Here, the first column (course code) is unique across various rows. So, it is a superkey. Consider the combination of columns (course code, professor name). It is also unique across various rows. So, it is also a superkey. A superkey is basically a set of columns such that the value of that set of columns is unique across various rows. That is, no 2 rows have the same set of values for those columns.

Some of the superkeys for the table above are:

  • Course code
  • Course code, professor name
  • Course code, professor mobile number

A superkey whose size (number of columns) is the smallest is called as a candidate key. For instance, the first superkey above has just 1 column. The second one and the last one have 2 columns. So, the first superkey (Course code) is a candidate key.

Boyce-Codd Normal Form says that if there is a functional dependency A → B, then either A is a superkey or it is a trivial functional dependency. A trivial functional dependency means that all columns of B are contained in the columns of A. For instance, (course code, professor name) → (course code) is a trivial functional dependency because when we know the value of course code and professor name, we do know the value of course code and so, the dependency becomes trivial.

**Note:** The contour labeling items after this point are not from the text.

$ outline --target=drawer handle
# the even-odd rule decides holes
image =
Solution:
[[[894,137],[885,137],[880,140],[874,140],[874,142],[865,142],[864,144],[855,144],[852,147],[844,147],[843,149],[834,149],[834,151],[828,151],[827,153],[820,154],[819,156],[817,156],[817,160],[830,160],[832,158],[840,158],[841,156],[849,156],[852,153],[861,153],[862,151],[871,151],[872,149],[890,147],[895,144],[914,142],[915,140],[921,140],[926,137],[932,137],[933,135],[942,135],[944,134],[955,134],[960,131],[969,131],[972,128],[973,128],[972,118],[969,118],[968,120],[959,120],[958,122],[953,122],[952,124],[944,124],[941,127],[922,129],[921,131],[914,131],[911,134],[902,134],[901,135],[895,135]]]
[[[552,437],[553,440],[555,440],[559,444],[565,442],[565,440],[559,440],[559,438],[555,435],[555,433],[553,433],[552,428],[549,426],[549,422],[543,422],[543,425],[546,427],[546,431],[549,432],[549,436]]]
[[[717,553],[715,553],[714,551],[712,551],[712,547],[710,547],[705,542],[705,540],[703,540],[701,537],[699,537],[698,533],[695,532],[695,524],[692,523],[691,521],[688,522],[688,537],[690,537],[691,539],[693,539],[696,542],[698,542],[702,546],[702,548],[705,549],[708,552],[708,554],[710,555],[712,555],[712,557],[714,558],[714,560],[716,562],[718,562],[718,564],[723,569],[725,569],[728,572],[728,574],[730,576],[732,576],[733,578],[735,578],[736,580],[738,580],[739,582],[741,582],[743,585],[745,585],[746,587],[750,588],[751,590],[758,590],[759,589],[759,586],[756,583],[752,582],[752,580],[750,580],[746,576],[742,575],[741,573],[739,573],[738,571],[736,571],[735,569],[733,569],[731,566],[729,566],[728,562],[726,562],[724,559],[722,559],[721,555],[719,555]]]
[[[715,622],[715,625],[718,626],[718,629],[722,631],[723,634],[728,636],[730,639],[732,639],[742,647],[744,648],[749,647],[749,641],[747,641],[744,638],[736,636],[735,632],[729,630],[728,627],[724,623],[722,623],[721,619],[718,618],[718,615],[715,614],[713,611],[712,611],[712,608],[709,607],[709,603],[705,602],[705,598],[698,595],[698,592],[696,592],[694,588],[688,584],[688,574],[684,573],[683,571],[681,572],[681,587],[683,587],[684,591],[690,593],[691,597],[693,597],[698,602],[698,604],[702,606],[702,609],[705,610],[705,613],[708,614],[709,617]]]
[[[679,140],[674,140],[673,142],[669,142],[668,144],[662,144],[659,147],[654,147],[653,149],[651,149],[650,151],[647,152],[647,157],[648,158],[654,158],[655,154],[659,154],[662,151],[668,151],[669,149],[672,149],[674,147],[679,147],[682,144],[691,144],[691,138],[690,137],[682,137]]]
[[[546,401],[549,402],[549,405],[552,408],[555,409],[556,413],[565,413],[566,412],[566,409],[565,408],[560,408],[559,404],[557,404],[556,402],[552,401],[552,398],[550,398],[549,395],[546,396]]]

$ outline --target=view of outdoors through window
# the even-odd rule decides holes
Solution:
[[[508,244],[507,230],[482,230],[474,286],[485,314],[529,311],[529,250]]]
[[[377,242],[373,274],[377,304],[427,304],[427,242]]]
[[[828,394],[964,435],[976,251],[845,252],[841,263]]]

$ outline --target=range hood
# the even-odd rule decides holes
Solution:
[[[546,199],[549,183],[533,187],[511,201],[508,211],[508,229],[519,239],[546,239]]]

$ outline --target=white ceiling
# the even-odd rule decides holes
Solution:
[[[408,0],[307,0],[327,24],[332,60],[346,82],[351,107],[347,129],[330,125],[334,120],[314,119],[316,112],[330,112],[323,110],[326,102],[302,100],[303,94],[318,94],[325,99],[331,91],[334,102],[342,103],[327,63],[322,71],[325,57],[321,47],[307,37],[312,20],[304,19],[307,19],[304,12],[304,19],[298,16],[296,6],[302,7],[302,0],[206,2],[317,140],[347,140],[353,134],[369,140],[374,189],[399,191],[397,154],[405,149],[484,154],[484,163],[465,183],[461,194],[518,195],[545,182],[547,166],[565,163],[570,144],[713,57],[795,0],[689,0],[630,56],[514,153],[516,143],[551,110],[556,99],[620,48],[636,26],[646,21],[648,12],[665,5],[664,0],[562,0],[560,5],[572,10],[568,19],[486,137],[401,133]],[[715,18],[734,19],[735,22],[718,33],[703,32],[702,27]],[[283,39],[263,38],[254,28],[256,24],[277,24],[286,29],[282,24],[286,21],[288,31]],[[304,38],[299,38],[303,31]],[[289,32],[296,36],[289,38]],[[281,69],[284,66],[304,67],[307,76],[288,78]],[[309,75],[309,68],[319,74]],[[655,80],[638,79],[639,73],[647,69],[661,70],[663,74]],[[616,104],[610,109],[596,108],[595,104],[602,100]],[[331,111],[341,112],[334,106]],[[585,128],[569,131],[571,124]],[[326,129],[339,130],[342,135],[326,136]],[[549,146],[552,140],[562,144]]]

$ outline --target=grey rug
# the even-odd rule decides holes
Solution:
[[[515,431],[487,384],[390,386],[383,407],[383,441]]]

Let us understand what’s going on:

A is a superkey: this means that only and only on a superkey column should it be the case that there is a dependency of other columns. Basically, if a set of columns (B) can be determined knowing some other set of columns (A), then A should be a superkey. Superkey basically determines each row uniquely.

It is a trivial functional dependency: this means that there should be no non-trivial dependency. For instance, we saw how the professor’s department was dependent on the professor’s name. This may create integrity issues since someone may edit the professor’s name without changing the department. This may lead to an inconsistent database.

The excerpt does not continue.